Social networking, podcasts, games, QR codes and artificial intelligence bolster tug owner’s health, safety and the environment programme
Technology has helped Brazilian tug owner Wilson Sons reduce its fleet accident rate by 95%. With a fleet of more than 80 tugs, Wilson Sons had a lost-time injury frequency rate of 0.33 per one million man-hours worked in 2019. This covers more than 800 employees, of which 567 are seafarers.
Wilson Sons has implemented corporate social networking, podcasts, games, QR codes and artificial intelligence (AI) in its health, safety and the environment (HSE) programme.
These reinforce HSE practices in the company’s workforce, says Wilson Sons executive director of the towage division Marcio Castro.
“Innovation is at the heart of our business. These are often simple initiatives, but they enable significant results,” he says.
Digitalising onboard processes has contributed to positive HSE results by enabling safety communications and changes in behavioural culture on tugs.
“Our captains can record the safety dialogues and behavioural observations in an online system,” says Mr Castro. This information is stored in a cloud-based facility and can be accessed directly by the head office support teams in real-time.
“Another important initiative was installing closed-circuit cameras at key points of the tugboat including the deck and engineroom,” says Mr Castro.
“With these images we can identify possible risks and mitigate them.” He says Wilson Sons gains more precision in its investigation of any near misses, accidents and incidents. “This is another important pillar of our HSE project,” says Mr Castro.
As part of its digitalisation rollout Wilson Sons set up an internal social network (JAM). This is a collaborative communication platform that connects employees across the fleet and onshore offices.
Mr Castro says the towage division saw this as an opportunity to improve the way it discloses relevant safety content, particularly across its vessels to its seafarers. The JAM membership rate is 100% across the fleet.
“The platform gave us the freedom to develop multimedia products, which are more attractive and explanatory, in addition to speeding up processes with online access to materials,” says Mr Castro.
This enables Wilson Sons to launch campaigns, such as a recent video-based competition to encourage seafarers to record HSE practices on their tugs. Other programmes involved a game with simulations of unsafe behaviour on board, a three-minute video explaining safety procedures and HSE alert podcasts including reports of events and lessons learned.
In addition, Wilson Sons is now using AI in three ports: Rio de Janeiro, Espírito Santo state and Santos in São Paulo. This was developed in partnership with start-ups and contributes to more agile and safer manoeuvre planning, says Mr Castro.
Wilson Sons plans to implement AI in all 37 port and terminal locations it operates in by the end of this year.

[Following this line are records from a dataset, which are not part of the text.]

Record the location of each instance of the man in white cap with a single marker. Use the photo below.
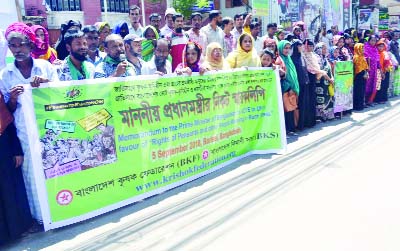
(169, 23)
(134, 16)
(133, 49)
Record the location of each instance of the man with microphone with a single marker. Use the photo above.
(115, 63)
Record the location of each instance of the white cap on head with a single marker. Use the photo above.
(170, 11)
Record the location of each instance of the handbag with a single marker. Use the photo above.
(289, 101)
(5, 116)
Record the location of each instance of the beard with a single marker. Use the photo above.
(78, 56)
(160, 61)
(135, 54)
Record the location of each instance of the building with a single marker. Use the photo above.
(52, 13)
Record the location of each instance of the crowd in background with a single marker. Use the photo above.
(306, 67)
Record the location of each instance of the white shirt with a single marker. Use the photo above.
(165, 31)
(149, 68)
(212, 35)
(138, 32)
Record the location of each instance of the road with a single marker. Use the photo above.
(335, 189)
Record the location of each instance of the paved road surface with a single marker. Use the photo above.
(336, 189)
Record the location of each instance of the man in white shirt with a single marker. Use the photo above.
(159, 63)
(134, 16)
(169, 23)
(212, 31)
(238, 30)
(194, 34)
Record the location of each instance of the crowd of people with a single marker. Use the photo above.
(306, 67)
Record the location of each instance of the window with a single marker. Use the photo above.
(64, 5)
(116, 5)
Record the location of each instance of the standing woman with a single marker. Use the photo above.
(190, 59)
(214, 60)
(360, 77)
(42, 48)
(305, 104)
(24, 72)
(314, 74)
(61, 48)
(372, 56)
(245, 54)
(324, 98)
(343, 52)
(15, 216)
(148, 44)
(386, 66)
(290, 84)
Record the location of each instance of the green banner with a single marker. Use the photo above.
(261, 8)
(343, 86)
(107, 143)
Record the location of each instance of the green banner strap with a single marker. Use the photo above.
(106, 144)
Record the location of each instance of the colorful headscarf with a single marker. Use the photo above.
(196, 66)
(384, 58)
(119, 26)
(336, 39)
(60, 45)
(101, 25)
(148, 45)
(360, 63)
(42, 49)
(332, 54)
(240, 57)
(21, 28)
(210, 63)
(291, 81)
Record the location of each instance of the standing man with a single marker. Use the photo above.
(258, 41)
(75, 66)
(24, 72)
(95, 56)
(178, 40)
(133, 49)
(114, 65)
(238, 30)
(211, 30)
(159, 63)
(194, 34)
(134, 16)
(229, 42)
(169, 23)
(155, 20)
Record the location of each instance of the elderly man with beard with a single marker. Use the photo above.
(24, 73)
(115, 63)
(212, 31)
(159, 63)
(194, 34)
(75, 66)
(95, 56)
(133, 48)
(178, 40)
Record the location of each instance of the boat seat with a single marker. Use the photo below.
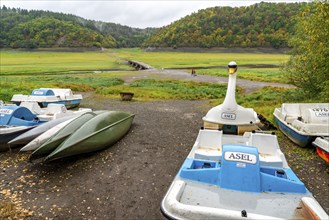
(212, 154)
(209, 144)
(268, 149)
(53, 109)
(33, 107)
(290, 112)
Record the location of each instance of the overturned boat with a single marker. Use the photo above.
(303, 122)
(15, 120)
(322, 147)
(96, 134)
(45, 96)
(233, 172)
(53, 110)
(56, 139)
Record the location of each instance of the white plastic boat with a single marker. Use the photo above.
(42, 138)
(322, 147)
(45, 96)
(53, 111)
(303, 122)
(234, 173)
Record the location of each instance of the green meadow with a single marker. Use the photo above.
(42, 62)
(21, 72)
(198, 60)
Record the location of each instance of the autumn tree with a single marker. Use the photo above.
(308, 67)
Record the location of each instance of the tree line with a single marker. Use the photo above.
(21, 28)
(258, 25)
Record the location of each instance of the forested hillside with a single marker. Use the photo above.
(20, 28)
(259, 25)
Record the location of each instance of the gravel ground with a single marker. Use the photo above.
(129, 179)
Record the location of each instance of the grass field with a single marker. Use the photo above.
(188, 60)
(24, 71)
(21, 62)
(254, 74)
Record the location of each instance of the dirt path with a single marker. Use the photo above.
(129, 179)
(248, 85)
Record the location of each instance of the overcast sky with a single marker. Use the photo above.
(134, 13)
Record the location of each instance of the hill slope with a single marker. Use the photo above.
(259, 25)
(21, 28)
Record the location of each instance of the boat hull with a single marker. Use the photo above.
(69, 104)
(299, 139)
(322, 147)
(193, 200)
(98, 133)
(52, 143)
(9, 133)
(35, 132)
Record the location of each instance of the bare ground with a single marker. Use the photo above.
(129, 179)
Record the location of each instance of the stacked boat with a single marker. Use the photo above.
(91, 131)
(45, 96)
(306, 124)
(235, 172)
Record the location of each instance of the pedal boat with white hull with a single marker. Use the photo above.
(45, 96)
(303, 122)
(233, 173)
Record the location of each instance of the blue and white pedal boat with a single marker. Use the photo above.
(45, 96)
(14, 120)
(303, 122)
(233, 173)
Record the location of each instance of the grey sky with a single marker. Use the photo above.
(133, 13)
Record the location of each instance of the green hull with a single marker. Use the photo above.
(98, 133)
(61, 135)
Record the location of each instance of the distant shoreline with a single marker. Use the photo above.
(259, 50)
(218, 50)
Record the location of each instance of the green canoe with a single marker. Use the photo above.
(52, 143)
(96, 134)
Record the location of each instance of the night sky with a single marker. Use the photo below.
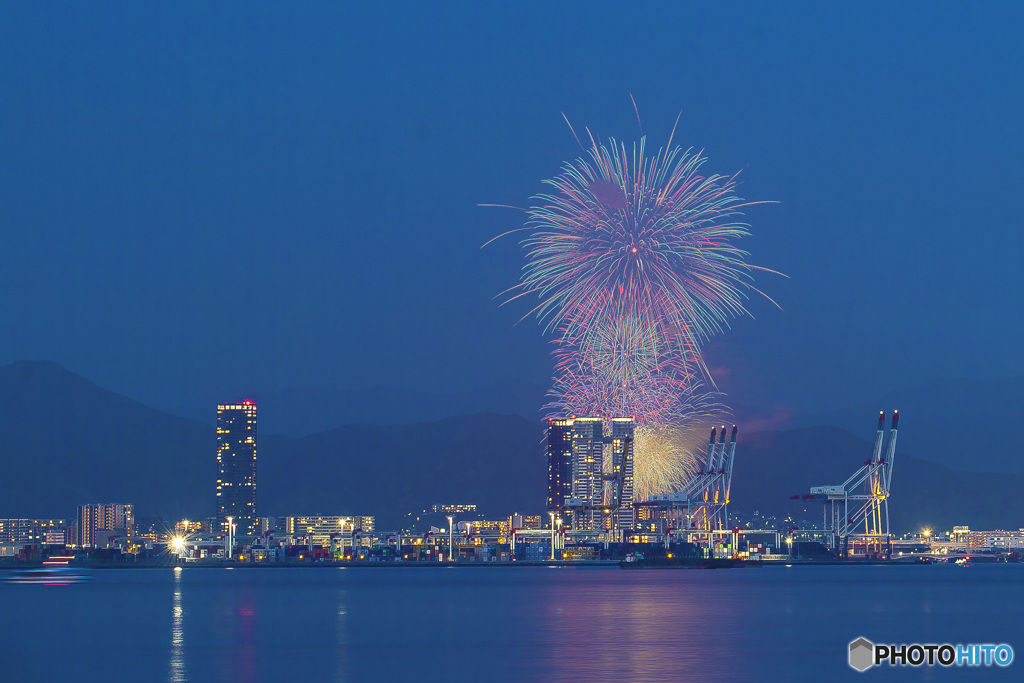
(202, 201)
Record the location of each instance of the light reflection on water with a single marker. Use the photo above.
(503, 624)
(176, 669)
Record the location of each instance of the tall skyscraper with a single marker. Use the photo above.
(599, 489)
(622, 463)
(588, 471)
(237, 467)
(559, 464)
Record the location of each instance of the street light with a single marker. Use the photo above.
(451, 555)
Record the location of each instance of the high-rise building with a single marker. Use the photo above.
(99, 523)
(601, 469)
(237, 467)
(622, 463)
(323, 528)
(32, 531)
(559, 464)
(588, 471)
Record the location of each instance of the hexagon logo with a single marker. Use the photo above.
(861, 653)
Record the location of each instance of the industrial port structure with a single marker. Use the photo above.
(590, 495)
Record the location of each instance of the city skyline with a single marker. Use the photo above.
(356, 228)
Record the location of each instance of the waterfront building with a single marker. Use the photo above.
(99, 523)
(591, 501)
(559, 464)
(588, 472)
(321, 529)
(622, 464)
(455, 509)
(237, 467)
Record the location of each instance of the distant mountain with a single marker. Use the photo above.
(309, 411)
(965, 424)
(65, 441)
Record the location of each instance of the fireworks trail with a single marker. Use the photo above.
(627, 235)
(664, 459)
(634, 260)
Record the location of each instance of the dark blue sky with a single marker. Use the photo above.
(203, 201)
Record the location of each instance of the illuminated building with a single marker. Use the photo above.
(601, 483)
(237, 467)
(588, 471)
(559, 463)
(622, 464)
(33, 531)
(456, 509)
(321, 528)
(99, 523)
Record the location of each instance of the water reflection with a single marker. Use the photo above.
(641, 628)
(176, 669)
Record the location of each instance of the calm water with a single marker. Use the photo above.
(497, 624)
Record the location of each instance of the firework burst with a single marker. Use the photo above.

It intends to use AI to identify deviations and unsafe conditions in real-time using video from onboard cameras “allowing rapid response and avoiding accidents and incidents” says Mr Castro.
Wilson Sons also monitors its fleet 24/7 through the Tugboat Operations Centre (COR). “With the COR, we can better plan manoeuvres and allocate the most suitable tugs for operations,” says Mr Castro.
It can “dispatch its fleet at the right time and at the right speed, reducing emissions” he adds. COR ensures navigation is conducted with sufficient draught and at secure distances from obstacles in the port channels.
Wilson Sons expanded its fleet in 2019, adding a high-power escort tug. Its affiliate shipyard Wilson Sons Estaleiros built 32-m seagoing WS Aries to a Damen Shipyards design with 90 tonnes of bollard pull, similar to 2018-built tug WS Sirius.